Claire Adams, vice-principal of St George's Academy and head of campus at Ruskington, in the new hall EMN-160419-164032001
Claire Adams, vice-principal of St George's Academy and head of campus at Ruskington, in the new hall EMN-160419-164032001

A Ruskington school has been allowed to extend the hours of use of its assembly hall for a two-year trial period despite residents’ and local councillor concerns about potential disturbance to neighbours.

North Kesteven District Council planning committee agreed to the request last Tuesday by Wayne Birks, principal of St George’s Academy, who said that they simply wished to offer the same facilities for such things as parents’ evenings and evening drama performances and concerts that they do at their Sleaford campus.

A two storey assembly hall was permitted to be built onto one end of the school building after winning an appeal to the planning inspectorate in 2013. The inspector limited its hours of use until 8pm on weekdays and not at all at weekends to restrict disturbance to close neighbours on Hawthorn Close. However, Mr Birks requested to extend the hours to 10pm to enable them to properly hold annual prize giving ceremonies and student performances as an 8pm limit was ‘unreasonable’. Currently they have to shorten shows or hold them in the dining hall and sports hall where later usage hours are permitted until 11pm.

Michael Grant of Hawthorn Close, said that, neighbours raised objections after the school hosted a ceilidh event on a Saturday last year, put on by the Friends of St George’s, which went on until after midnight, breaching the conditions. He said: “Our quality of life would be eroded.”

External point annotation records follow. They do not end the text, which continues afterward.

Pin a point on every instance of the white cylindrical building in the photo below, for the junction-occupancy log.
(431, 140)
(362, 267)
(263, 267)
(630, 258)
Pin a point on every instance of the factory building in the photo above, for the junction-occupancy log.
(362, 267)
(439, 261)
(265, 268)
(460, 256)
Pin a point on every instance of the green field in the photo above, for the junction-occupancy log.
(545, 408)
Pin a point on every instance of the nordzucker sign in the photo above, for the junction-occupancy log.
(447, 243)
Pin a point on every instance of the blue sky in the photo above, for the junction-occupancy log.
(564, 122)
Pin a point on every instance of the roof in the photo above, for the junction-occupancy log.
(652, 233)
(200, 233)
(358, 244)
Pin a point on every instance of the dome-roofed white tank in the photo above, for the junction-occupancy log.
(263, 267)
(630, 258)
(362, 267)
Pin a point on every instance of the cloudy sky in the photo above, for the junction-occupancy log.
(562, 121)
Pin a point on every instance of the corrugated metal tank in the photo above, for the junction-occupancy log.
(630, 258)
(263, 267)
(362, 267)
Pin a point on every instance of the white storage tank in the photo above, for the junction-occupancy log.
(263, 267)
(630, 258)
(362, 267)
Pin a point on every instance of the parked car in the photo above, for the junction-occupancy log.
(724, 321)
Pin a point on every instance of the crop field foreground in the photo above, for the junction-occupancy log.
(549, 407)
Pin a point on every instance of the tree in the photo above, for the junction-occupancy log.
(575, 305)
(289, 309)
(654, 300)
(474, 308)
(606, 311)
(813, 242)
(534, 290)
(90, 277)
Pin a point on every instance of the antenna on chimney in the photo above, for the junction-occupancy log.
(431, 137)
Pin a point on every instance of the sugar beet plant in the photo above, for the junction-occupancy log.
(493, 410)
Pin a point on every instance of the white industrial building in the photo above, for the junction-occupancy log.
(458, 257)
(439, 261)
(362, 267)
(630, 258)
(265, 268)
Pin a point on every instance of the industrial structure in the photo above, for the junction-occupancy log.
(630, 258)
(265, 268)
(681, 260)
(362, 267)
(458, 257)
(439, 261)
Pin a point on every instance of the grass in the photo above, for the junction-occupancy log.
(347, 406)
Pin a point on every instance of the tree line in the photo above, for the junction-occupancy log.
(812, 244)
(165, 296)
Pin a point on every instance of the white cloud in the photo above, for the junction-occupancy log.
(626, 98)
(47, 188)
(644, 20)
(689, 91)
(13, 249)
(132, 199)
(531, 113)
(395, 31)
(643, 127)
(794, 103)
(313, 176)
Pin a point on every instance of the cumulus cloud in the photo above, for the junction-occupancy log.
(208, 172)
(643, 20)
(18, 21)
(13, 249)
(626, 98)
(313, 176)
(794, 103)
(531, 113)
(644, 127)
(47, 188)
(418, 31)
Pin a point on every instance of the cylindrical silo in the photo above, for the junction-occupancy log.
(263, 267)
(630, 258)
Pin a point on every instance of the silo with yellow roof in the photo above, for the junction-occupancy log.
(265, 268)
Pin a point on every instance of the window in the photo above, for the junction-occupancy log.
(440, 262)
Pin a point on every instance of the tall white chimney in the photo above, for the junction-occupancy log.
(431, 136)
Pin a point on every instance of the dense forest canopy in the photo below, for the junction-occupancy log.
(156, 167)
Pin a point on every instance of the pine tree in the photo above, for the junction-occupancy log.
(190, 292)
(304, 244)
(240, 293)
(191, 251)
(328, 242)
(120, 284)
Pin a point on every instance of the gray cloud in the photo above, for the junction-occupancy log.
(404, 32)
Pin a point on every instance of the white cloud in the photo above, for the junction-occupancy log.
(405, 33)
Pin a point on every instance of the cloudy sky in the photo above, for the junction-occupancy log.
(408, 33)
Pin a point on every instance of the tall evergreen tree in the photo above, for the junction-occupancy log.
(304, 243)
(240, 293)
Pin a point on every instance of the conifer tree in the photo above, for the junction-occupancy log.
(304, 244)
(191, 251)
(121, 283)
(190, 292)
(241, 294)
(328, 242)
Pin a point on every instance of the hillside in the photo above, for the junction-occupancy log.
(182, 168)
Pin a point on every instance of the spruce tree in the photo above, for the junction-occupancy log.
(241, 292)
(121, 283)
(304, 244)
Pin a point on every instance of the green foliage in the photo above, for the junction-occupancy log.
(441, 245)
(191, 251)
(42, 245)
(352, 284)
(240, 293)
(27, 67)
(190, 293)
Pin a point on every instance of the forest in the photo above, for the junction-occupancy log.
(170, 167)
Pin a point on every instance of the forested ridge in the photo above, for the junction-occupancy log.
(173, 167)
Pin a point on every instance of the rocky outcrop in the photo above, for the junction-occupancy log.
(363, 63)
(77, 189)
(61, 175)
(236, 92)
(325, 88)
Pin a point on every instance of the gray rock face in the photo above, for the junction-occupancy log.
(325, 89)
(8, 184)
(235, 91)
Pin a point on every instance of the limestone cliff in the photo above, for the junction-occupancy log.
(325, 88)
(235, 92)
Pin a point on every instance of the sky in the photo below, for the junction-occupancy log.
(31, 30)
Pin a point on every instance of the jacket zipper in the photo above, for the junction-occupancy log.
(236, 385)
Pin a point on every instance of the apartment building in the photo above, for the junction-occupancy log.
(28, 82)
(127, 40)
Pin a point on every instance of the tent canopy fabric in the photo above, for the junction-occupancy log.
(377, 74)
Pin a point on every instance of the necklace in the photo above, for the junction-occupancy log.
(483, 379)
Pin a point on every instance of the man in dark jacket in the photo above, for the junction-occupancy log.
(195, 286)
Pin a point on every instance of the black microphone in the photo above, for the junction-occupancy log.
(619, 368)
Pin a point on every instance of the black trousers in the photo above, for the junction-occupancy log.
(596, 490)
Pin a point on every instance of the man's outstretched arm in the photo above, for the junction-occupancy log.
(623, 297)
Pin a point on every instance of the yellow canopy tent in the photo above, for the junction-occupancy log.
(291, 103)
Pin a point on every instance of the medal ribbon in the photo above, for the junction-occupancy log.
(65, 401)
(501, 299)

Residents were supported by Parish Councillor Peter Cunningham and ward district councillors Richard Wright and Terry Boston. But planning officers said that as this was a one-off it was no grounds for refusal.

Coun Boston argued: “The hall plans went to appeal and one of the significant problems considered by the inspector was an issue about noise. The residents tell me that during the day during normal activities, particularly drums being played, they hear it in their houses.” He said the inspector must have carefully considered the time restrictions on that basis.

“Residents want a peaceful life to sit out in their gardens without being disturbed. This cannot take place if an extension is allowed,” he said.

Coun Lance Pennell proposed full permission but on a trial basis, which was agreed, to allow for proper noise testing during events, to be reviewed once the temporary period ends.